O presidente executivo da companhia, Michael O’Leary, considera que o comportamento inadequado de passageiros sob efeito de álcool está a aumentar significativamente os incidentes a bordo, levando a transportadora a desviar atualmente quase um voo por dia.

Em declarações ao jornal The Times, o responsável criticou a venda de bebidas alcoólicas nos aeroportos nas primeiras horas da manhã e acusou alguns bares de continuarem a servir passageiros em excesso, sobretudo em situações de atraso de voos.
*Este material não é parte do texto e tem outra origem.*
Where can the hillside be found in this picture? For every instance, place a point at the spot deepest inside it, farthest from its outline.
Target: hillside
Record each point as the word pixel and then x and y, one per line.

Como alternativa, Michael O’Leary defende a introdução de um limite de duas bebidas alcoólicas por passageiro nos aeroportos, através da utilização do cartão de embarque como mecanismo de controlo.

A companhia irlandesa já tinha endurecido medidas contra comportamentos disruptivos em 2024, quando anunciou uma multa de 500 euros para passageiros cujo comportamento obrigue ao desembarque da aeronave.

Segundo o CEO da Ryanair, os incidentes relacionados com álcool e drogas têm vindo a aumentar nos últimos anos, particularmente em rotas entre o Reino Unido e destinos de lazer como Ibiza.

A Ryanair transportou mais de 200 milhões de passageiros no exercício de 2024-2025 e mantém o objetivo de atingir os 300 milhões até 2034.